Germany has administered 5 million vaccine doses so far, or around six for every 100 residents. Most were of the Pfizer vaccine, which was jointly developed with Germany's BioNTech, and they have been given to the elderly and most clinically vulnerable.
Of the 1.5 million AstraZeneca shots due to have been delivered by the end of last week, only 187,000 have been used so far, according to figures from the health ministry and the Robert Koch Institute for infectious diseases.
Anecdotal reports that the AstraZeneca vaccine causes stronger side effects than other vaccines were confirmed by Germany's top vaccines agency, the Paul Ehrlich Institute.
It found that nearly a quarter of people receiving the AstraZeneca shot experienced flu-like symptoms, and about 15 per cent experienced shivers or fever - more than the side effects reported from the Pfizer or Moderna vaccines.

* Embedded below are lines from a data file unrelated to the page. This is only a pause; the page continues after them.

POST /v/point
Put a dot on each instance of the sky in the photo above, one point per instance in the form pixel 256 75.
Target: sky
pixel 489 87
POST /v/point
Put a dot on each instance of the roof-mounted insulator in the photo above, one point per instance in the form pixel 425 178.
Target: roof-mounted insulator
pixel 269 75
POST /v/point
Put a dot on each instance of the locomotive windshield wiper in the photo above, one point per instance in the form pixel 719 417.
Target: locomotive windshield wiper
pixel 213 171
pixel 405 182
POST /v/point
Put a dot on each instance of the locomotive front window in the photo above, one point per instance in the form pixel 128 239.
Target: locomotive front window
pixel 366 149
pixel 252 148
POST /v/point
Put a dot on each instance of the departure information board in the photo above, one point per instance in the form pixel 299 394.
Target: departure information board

However, AstraZeneca said that the reported side effects were in line with observations from its clinical trials, and the Paul Ehrlich Institute called the vaccine highly effective and described reactions to it as short-lived.
German political figures have now launched a public relations push to try to reassure the public that the AstraZeneca shot works. Health Minister Jens Spahn said on public television that he would be happy to take the AstraZeneca vaccine.